Does your audience respond better to classic product shots or pictures of the product in use? How about short videos? When it comes to visual content testing, you’d do well to study successful brands in your niche and on other platforms like Instagram.
The same concept applies to how you’re presenting your products with words. Does your audience respond to story-based selling or does a one-liner resonate more? What’s the tone of your brand, and does it translate to sales? Is your chatbot ready to talk in the same way?
The good news is that Facebook’s suite of business tools may soon include A/B testing for fan page posts. If you’re selling on Facebook, you should be excited.
In addition to content testing, you can also experiment with the messaging and tone of your chatbot. Keep in mind, though, 48% of people find it creepy if a chatbot tries too hard to sound human.

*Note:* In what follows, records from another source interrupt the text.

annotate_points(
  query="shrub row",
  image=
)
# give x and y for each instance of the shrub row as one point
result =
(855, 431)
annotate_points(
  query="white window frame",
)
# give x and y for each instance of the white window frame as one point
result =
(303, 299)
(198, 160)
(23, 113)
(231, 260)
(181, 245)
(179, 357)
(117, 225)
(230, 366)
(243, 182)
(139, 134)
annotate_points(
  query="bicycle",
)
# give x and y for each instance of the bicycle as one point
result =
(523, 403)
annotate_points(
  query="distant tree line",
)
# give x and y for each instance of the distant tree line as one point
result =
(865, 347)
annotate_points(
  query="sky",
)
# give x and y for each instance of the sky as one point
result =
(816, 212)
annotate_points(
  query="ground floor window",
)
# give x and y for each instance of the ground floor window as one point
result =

Marketing to existing customers is a must for any ecommerce business. In the US, returning customers make up just 8% of visitors but account for 40% of ecom revenue.
Those are powerful numbers, but chatbot-based loyalty may prove to be even stronger. The Adidas Women UK chatbot experienced 80% repeat use and 60% retention.
Because of the high potential for chatbot-driven loyalty, business owners should actively test their follow up sequences. Assuming you’ve already developed effective tone in your messaging, you can test frequency. How often do your buyers like to be contacted? How long after a purchase should you wait to follow up?
Chatbots are the future – are you ready?
Developments in chatbot sophistication, Facebook ecommerce tools, and larger mobile internet trends are dovetailing powerfully.
Chatbots have the potential to solve several of the most common online frustrations and boost business. With 24/7 immediate responsiveness, chatbots can help engage your audience in a way that’s scalable and provides real value.
Ecommerce businesses can take things a step further with sales-enabled chatbots like jumper. Used the right way, these chatbots can act as virtual sales assistants and provide an experience that until now was only accessible offline.
They’re the bridge between the shopping experience people want and tell their friends about, and the convenience of online shopping.
Online consumers can now get the guided shopping experience previously only offered in store, but they’re able to receive it whilst sat on their sofa browsing your products on their phone.